De acordo com o quadro proposto, as autoridades públicas que tratam dados pessoais serão obrigadas a adotar tecnologias que melhorem a privacidade e que sejam adequadas aos seus fins, em conformidade com os documentos de normas de segurança de dados e com os documentos de avaliação da privacidade desde a conceção e de impacto.
Os cidadãos também têm o direito de obter os dados pessoais que lhes dizem respeito num formato estruturado, comummente utilizado e legível por máquina e, quando for tecnicamente viável e legalmente permitido, de transmitir esses dados diretamente entre as autoridades públicas.
De acordo com o projeto, a Autoridade Digital do Paquistão (PDA) funcionará como a autoridade nacional responsável pela emissão, supervisão e implementação de políticas e instrumentos de apoio ao abrigo da Lei da Nação Digital do Paquistão de 2025.
A política afirma ainda que, embora os dados governamentais permaneçam sob a autoridade legal e o controlo efectivo do Paquistão, as transferências transfronteiriças só são permitidas sob determinados mecanismos de governação, circunstâncias legítimas e salvaguardas adequadas.
A estrutura proposta aplica-se a todos os ministérios, departamentos, divisões, departamentos vinculados, autoridades subordinadas, entidades legais estatutárias, reguladores, autoridades, comissões, órgãos autônomos e empresas do setor público sob jurisdição federal. Abrange também entidades que recebem fundos públicos para gerenciar dados governamentais, bem como contratantes, processadores, partes interessadas, beneficiários e parceiros que desempenham funções públicas ou processam dados governamentais em nome do governo federal.
O projecto de lei incentiva os governos estaduais a adoptarem esta política ou a desenvolverem um quadro equivalente.
O relatório sugere que os dados do sector público devem ser abertos por defeito e disponibilizados através do Portal Nacional de Dados Abertos num formato legível por máquina com metadados apropriados, a menos que se apliquem classificações ou restrições legais.

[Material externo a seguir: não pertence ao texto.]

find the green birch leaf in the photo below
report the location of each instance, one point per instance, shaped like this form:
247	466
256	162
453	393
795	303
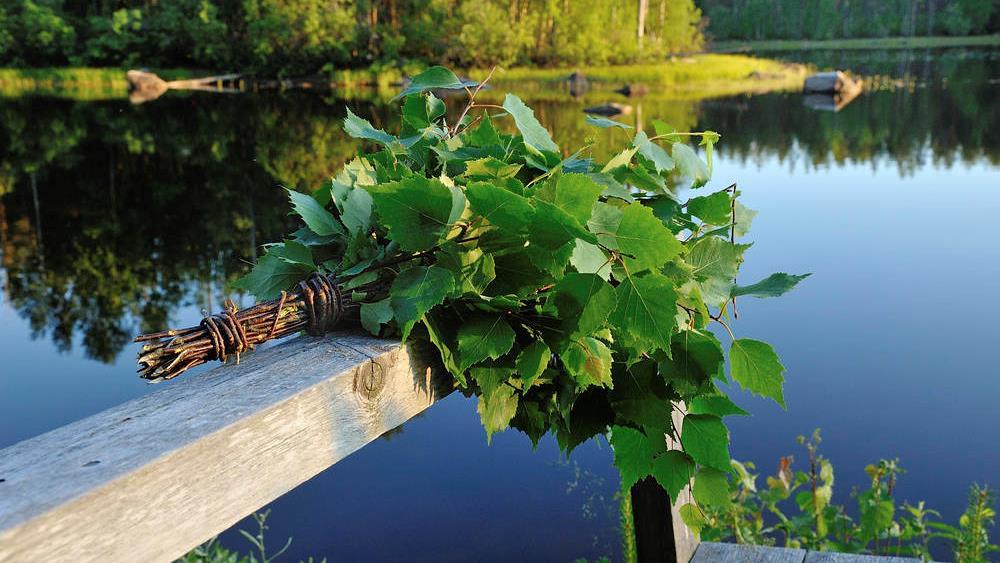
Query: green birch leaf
415	291
633	454
590	259
604	222
357	211
415	113
481	337
575	194
318	219
435	78
490	377
774	285
708	140
655	153
496	409
588	361
293	252
645	312
416	211
535	136
604	122
695	358
503	208
755	366
552	228
374	315
473	269
531	362
719	405
361	128
584	302
673	471
715	263
693	517
490	168
443	341
640	397
711	488
690	165
484	134
715	209
272	275
621	159
644	241
706	439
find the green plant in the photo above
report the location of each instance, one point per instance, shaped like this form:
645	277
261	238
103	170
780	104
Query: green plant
765	517
970	541
214	552
569	295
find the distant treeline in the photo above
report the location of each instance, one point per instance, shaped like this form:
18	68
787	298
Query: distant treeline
836	19
304	36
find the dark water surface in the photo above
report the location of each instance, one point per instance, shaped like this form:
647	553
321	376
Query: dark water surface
115	219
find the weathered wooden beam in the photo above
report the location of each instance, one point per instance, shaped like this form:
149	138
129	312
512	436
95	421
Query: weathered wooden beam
711	552
152	478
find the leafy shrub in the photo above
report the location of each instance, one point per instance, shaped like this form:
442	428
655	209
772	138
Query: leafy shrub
554	287
764	516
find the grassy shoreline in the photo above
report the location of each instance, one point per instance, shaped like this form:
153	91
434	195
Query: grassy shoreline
687	78
856	43
691	77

A política também exige que todo o tratamento de dados pessoais pelas autoridades públicas seja lícito, justo e transparente, respeitando o direito constitucional à privacidade garantido no artigo 14.º da Constituição.
Os dados pessoais só poderão ser tratados por motivos lícitos reconhecidos pela legislação aplicável, incluindo consentimento, obrigações contratuais, requisitos legais, interesses vitais ou o cumprimento de uma função pública.

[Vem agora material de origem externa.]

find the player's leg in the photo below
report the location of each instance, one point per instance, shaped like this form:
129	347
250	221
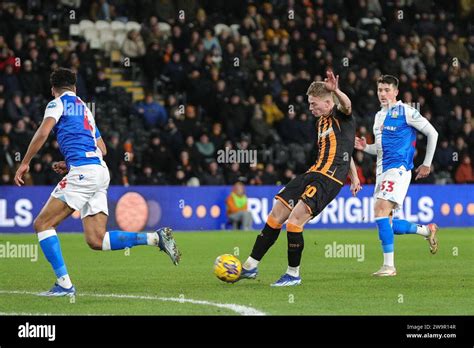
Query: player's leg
267	237
299	216
427	231
94	220
382	209
52	214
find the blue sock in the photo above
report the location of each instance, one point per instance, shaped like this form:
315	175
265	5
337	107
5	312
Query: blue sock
116	240
385	233
403	227
49	243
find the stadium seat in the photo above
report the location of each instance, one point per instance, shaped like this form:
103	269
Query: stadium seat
235	28
106	34
102	25
132	26
219	28
86	24
120	38
117	26
165	28
95	43
91	33
74	30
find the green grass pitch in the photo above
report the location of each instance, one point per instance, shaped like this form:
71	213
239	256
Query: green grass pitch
426	284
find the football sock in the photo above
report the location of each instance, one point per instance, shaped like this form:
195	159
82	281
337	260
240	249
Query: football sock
388	259
49	243
295	244
405	227
293	271
117	240
422	230
266	238
386	237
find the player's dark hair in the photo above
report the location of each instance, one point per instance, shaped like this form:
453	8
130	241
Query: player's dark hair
62	78
389	80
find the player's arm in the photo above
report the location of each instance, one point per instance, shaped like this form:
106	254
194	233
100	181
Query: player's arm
361	144
101	146
421	124
355	182
332	84
36	144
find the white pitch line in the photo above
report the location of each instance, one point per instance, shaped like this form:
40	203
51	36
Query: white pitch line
239	309
49	314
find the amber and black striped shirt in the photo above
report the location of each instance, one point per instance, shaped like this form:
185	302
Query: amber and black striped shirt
336	134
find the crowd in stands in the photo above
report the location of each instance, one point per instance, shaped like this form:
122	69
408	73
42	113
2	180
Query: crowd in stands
242	88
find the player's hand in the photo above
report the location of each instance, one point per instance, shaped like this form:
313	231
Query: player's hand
331	82
360	143
60	167
355	186
422	172
22	170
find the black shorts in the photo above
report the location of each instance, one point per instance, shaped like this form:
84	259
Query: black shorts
314	189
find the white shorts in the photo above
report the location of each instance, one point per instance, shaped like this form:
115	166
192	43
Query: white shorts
392	185
84	189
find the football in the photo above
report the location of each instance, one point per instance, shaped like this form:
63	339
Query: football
227	268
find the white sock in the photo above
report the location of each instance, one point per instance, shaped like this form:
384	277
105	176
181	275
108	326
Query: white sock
106	242
65	281
293	271
388	259
152	238
422	230
251	263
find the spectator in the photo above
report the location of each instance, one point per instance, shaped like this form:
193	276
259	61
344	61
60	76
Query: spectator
464	173
133	46
153	113
213	176
270	111
237	208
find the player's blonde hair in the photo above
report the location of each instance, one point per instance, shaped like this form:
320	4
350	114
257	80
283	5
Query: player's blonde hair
318	89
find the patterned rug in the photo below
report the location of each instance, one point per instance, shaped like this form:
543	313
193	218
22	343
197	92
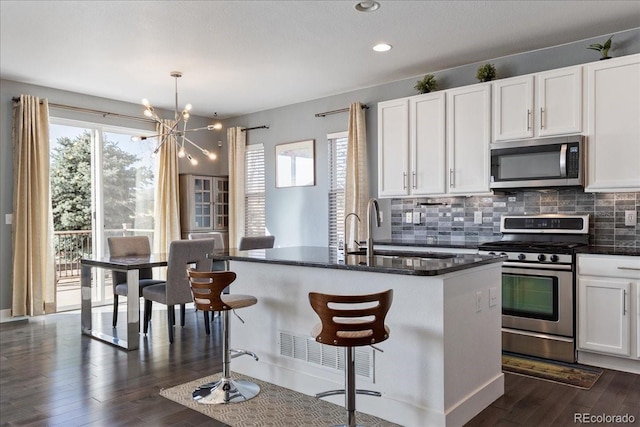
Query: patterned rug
564	373
274	407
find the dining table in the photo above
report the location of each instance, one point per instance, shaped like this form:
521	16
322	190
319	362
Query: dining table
130	265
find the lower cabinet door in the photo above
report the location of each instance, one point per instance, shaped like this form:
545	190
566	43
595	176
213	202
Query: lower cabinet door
603	315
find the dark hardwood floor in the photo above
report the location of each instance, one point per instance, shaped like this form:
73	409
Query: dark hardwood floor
51	375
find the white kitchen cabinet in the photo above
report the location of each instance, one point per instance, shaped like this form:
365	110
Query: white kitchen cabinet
427	144
613	128
538	105
604	315
468	137
393	148
411	146
608	311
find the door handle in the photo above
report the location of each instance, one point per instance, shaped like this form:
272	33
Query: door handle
563	160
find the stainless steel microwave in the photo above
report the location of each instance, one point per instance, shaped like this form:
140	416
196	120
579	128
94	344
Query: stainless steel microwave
539	163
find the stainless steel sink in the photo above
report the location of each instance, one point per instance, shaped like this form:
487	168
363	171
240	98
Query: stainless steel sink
405	254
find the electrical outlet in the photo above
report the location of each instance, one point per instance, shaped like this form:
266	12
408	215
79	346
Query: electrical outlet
493	297
416	217
630	218
477	217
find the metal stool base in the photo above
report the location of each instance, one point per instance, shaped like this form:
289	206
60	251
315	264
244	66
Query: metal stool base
226	391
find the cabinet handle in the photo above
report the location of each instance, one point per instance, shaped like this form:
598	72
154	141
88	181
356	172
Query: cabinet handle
629	268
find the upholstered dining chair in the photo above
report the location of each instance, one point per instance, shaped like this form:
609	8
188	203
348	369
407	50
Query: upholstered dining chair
176	289
210	235
129	246
256	242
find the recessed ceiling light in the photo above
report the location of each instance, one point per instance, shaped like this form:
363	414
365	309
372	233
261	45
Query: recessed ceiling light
382	47
367	6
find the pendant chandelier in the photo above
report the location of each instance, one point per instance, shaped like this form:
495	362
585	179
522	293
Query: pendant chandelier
176	133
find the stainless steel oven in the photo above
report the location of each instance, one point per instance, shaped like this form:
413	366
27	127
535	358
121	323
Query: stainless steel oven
538	283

O projecto afirma que, uma vez promulgada uma lei abrangente de protecção de dados pessoais, as políticas serão actualizadas para se alinharem com o novo quadro jurídico.

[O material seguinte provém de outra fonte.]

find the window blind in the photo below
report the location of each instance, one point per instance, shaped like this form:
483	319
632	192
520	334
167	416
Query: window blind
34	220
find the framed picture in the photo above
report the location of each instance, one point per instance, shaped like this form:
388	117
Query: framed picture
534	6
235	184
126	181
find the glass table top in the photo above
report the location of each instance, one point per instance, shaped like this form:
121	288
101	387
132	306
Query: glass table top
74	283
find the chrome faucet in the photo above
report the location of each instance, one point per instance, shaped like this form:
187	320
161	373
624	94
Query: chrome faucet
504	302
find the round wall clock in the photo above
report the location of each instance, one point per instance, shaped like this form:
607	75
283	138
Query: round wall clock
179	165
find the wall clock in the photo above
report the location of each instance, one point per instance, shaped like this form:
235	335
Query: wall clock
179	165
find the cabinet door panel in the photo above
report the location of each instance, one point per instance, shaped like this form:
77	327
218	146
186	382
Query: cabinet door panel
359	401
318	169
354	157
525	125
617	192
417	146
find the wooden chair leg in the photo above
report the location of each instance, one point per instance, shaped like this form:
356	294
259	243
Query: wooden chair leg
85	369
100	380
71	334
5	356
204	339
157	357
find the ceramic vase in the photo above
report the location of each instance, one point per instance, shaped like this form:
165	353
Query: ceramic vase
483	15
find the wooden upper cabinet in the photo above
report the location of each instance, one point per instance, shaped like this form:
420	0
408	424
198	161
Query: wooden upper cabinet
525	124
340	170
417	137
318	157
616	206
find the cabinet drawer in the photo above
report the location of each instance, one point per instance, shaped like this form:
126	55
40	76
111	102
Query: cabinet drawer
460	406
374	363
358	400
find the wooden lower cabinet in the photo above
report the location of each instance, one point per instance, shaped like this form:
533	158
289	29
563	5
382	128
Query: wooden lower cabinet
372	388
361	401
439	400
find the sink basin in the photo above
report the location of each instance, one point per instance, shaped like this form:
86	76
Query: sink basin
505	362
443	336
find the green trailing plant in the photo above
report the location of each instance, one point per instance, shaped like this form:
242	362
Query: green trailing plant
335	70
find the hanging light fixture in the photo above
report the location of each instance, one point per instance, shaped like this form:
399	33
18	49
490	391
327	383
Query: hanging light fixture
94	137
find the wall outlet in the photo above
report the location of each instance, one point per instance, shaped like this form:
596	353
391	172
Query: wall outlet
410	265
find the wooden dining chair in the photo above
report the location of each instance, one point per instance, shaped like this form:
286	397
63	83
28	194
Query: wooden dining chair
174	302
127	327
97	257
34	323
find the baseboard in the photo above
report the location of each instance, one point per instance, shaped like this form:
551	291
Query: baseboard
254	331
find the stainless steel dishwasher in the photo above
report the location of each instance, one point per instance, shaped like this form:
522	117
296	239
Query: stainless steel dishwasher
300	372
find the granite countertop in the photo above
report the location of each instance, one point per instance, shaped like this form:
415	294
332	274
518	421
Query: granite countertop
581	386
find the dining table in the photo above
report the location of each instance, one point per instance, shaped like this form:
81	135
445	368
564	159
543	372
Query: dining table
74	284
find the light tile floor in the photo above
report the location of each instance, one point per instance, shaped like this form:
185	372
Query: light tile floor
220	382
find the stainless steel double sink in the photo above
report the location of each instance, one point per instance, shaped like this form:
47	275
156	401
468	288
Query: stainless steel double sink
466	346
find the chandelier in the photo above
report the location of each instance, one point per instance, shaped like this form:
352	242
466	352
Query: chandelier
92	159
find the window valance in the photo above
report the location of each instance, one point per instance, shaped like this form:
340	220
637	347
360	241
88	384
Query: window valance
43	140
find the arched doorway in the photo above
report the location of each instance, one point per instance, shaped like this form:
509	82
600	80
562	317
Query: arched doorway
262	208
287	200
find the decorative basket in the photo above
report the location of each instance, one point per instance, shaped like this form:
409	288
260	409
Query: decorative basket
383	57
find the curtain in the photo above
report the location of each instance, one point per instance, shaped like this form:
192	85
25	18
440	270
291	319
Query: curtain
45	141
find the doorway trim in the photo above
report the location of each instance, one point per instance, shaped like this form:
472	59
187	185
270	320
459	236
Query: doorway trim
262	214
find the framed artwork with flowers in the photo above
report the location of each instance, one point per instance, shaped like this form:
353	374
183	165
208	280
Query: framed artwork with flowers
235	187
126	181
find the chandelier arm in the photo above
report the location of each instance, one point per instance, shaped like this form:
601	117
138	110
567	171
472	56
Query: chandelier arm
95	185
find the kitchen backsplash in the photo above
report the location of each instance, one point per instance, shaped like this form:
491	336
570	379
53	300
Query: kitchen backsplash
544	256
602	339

Os dados pessoais sensíveis estão sujeitos a salvaguardas reforçadas, incluindo controlos de acesso mais rigorosos, encriptação obrigatória, períodos de retenção mais curtos, bases jurídicas explícitas e maiores requisitos de auditoria.
Da mesma forma, os dados das crianças recebem proteção adicional através de notificações adequadas à idade, limites à definição de perfis e à publicidade comportamental e ao envolvimento dos pais ou tutores, quando apropriado.
As autoridades públicas também serão obrigadas a notificar a Autoridade Digital do Paquistão sem demora injustificada em caso de violação de dados pessoais. Se a violação representar um risco elevado para os direitos e liberdades dos indivíduos, o público afetado também deverá ser notificado.
Esta política permite transferências transfronteiriças de dados governamentais apenas através de canais aprovados com base na classificação dos dados, sensibilidade, utilização pretendida e jurisdição legal do destinatário.